A review of Resident 2’s care plan titled, “Resident has a behavior problem pacing in hallway with increased agitation,” dated 1/1/25, indicated Resident 2 will have no evidence of behavioral problems. The staff interventions included a 1:1 sitter and to intervene as necessary to protect the rights and safety of others.
During a concurrent observation and interview on 2/19/2025 at 11:37 a.m., with Licensed Vocational Nurse 1 (LVN 1), the facility’s video surveillance footage, dated 2/4/2025 at 7:13 p.m. was reviewed. LVN 1 stated Resident 1 was going back to her room after she used the phone at nurse station, when Resident 2 was walking in the hallway, and suddenly hit Resident 1 in the face. LVN 1 stated the staff did not provide a close supervision to Resident 2 to avoid the incident. LVN 1 stated the sitter was not able intervene promptly to prevent Resident 2 from hitting Resident 1 because he (LVN 1) was too far away from Resident 2. LVN 1 stated the sitter was supposed to maintain a safe distance by Resident 2 for the safety of other residents.
During an interview on 2/19/2025 at 11:51 a.m., with the Director of Nursing (DON), the DON stated when a resident was on 1:1 monitoring, the staff was supposed to always be close or near to the resident, observe, and redirect the resident’s behavior. The DON stated he placed Resident 2 on 1:1 supervision because the resident had the tendency to pace in the hallway with aggressive behavior and steal other residents’ cigarettes. The DON stated staff was not able to prevent Resident 2 from punching Resident 1 because Resident 2 suddenly displayed aggressive behaviors, without any reason. The DON stated the facility must provide appropriate supervision to meet the needs of the residents. The DON stated regardless of any situation, residents had the right to be free from any type of abuse.

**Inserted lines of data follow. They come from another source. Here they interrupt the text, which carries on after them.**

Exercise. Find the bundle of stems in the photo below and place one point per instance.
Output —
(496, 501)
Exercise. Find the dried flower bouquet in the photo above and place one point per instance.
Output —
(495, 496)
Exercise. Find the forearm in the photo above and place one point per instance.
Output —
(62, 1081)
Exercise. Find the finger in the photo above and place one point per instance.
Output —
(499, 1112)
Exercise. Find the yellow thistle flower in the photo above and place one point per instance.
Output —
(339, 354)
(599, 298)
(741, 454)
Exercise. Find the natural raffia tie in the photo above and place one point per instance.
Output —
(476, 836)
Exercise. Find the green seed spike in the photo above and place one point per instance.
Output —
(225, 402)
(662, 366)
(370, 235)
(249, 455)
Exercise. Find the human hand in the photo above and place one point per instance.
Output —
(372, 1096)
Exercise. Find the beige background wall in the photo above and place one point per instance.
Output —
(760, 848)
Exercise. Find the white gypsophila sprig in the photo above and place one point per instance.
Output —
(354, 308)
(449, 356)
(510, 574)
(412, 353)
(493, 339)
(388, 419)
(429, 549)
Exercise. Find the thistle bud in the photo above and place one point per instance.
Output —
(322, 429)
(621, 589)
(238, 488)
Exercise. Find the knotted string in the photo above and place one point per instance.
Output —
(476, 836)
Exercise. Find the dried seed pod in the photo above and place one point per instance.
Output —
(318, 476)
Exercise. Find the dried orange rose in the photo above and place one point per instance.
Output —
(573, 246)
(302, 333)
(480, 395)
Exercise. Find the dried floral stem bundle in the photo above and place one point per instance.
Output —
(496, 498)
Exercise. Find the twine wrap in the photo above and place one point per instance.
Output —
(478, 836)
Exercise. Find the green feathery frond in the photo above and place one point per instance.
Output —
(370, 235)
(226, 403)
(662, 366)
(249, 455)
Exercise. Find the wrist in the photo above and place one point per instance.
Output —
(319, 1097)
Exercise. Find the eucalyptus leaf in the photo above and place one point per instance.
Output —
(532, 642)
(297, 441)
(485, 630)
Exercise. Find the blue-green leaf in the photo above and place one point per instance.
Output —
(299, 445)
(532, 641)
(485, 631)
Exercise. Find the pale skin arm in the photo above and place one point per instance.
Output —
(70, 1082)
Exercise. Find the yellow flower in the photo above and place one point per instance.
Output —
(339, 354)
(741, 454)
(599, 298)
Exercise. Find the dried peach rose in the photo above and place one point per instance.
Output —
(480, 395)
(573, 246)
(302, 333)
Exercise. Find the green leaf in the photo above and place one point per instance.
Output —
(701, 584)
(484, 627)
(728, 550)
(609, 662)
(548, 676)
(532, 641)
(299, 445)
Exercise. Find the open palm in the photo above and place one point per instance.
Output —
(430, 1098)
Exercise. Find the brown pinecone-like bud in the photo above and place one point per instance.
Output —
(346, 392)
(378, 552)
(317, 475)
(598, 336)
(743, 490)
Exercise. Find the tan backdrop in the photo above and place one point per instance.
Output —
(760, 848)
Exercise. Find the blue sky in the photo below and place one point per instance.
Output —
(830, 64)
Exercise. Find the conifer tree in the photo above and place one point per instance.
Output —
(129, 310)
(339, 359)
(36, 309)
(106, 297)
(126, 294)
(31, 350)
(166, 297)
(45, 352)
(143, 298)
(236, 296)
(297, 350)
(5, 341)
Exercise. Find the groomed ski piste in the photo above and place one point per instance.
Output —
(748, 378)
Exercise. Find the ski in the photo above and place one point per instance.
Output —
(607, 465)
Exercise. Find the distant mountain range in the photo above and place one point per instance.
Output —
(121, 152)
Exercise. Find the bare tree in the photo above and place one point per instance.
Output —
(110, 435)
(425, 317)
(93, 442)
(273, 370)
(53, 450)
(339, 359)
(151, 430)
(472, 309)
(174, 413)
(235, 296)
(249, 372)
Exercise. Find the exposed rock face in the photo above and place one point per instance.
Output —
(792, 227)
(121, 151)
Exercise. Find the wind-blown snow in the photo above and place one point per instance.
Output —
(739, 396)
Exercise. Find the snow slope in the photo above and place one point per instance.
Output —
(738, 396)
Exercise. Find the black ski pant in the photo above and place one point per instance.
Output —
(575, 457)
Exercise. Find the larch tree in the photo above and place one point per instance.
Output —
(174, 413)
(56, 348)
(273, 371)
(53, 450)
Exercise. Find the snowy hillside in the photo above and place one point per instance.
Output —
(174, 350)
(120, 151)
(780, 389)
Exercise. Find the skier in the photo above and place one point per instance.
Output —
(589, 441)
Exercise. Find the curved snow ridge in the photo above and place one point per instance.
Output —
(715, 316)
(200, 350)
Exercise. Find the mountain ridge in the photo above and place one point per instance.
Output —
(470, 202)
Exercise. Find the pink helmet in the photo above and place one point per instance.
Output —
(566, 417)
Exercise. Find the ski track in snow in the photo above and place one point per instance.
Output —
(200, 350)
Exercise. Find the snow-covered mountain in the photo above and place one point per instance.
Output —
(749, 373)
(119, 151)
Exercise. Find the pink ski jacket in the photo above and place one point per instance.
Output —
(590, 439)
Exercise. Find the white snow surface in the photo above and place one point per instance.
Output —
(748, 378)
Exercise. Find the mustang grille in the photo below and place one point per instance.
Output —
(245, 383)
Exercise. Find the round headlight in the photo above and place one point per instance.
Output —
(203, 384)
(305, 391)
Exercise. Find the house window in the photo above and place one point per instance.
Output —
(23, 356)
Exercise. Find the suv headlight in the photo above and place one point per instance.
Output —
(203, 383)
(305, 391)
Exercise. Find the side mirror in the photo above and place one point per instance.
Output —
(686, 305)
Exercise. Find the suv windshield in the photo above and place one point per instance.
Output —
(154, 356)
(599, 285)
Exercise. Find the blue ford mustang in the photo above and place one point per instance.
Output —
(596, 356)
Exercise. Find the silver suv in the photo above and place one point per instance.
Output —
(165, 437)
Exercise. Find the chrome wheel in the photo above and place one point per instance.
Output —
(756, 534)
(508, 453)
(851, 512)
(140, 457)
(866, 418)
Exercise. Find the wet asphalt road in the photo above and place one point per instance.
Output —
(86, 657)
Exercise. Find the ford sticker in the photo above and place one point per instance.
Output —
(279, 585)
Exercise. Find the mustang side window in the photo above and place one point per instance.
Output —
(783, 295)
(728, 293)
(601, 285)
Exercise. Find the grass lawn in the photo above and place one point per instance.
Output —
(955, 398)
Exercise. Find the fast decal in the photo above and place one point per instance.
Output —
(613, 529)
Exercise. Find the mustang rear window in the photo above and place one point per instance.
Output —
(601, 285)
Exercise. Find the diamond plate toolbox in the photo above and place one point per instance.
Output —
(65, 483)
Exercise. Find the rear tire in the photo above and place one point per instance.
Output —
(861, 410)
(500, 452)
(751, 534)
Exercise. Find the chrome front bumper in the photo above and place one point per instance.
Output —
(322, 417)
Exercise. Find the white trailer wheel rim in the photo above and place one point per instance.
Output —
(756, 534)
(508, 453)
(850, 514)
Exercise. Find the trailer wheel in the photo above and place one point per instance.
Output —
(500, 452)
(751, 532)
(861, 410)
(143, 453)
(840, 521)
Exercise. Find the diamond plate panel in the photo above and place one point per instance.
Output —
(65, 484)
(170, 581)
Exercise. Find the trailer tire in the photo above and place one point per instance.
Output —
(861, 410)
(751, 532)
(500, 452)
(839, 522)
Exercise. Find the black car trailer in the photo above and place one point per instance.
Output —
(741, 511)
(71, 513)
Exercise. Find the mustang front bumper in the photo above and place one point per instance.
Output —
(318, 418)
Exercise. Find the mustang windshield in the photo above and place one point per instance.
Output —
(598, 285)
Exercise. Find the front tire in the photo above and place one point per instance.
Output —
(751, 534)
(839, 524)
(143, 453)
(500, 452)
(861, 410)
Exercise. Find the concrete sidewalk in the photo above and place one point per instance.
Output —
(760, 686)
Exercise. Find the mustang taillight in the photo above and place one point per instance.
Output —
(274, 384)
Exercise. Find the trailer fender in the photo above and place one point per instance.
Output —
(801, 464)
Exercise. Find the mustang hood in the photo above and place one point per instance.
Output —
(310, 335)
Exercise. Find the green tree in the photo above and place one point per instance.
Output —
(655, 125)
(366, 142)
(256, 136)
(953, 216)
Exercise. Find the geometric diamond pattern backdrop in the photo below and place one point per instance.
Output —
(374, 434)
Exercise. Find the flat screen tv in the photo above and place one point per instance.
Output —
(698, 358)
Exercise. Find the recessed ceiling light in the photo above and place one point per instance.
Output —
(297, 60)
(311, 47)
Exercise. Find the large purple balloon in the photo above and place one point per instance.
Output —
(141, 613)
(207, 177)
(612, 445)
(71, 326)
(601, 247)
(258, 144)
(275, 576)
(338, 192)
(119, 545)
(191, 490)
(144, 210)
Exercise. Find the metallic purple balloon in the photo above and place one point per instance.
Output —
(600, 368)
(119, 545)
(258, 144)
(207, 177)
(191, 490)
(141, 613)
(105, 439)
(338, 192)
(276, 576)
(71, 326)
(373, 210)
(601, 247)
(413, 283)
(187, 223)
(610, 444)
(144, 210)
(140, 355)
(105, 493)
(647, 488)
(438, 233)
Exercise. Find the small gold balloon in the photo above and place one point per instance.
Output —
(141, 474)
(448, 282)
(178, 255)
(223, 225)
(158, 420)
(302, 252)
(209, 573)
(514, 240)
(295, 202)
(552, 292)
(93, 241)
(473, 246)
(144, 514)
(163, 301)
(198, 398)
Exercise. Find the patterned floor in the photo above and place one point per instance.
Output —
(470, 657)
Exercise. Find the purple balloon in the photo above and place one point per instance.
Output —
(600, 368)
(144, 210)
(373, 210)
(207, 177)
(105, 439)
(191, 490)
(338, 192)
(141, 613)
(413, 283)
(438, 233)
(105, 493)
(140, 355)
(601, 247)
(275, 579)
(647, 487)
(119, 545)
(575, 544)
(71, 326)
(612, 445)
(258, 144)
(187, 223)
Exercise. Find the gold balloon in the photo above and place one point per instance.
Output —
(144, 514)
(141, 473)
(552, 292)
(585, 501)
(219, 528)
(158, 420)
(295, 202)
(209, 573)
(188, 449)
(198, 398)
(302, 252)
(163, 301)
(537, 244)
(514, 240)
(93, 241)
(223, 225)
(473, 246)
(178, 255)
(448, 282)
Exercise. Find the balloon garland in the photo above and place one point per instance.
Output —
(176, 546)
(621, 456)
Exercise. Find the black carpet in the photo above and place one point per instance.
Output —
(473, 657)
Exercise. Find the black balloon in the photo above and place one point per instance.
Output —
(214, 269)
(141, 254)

A review of the facility’s P&P titled, “Abuse-Prevention, Screening, and Training Program,” dated 7/2018, indicated the facility will not condone any form of resident abuse or neglect. The P&P indicated physical abuse included hitting, slapping, punching, and/or kicking. The P&P indicated the facility will address the health, safety, welfare, dignity, and respect of residents by preventing abuse.
The facility failed to:
1. Implement its P&P titled, “Abuse-Prevention, Screening, and Training Program,” which indicated the facility will not condone any form of resident abuse or neglect.
2. Ensure staff followed Resident 2’s Care Plan titled, “Resident has a behavior problem pacing in hallway with increased agitation” which indicated the staff will anticipate Resident 2’s needs and provide a 1:1 sitter, to protect the rights and safety of others
As a result, Resident 2 punched Resident 1 in the face.
This violation had a direct or immediate relationship to the health, safety, or security of Resident 1.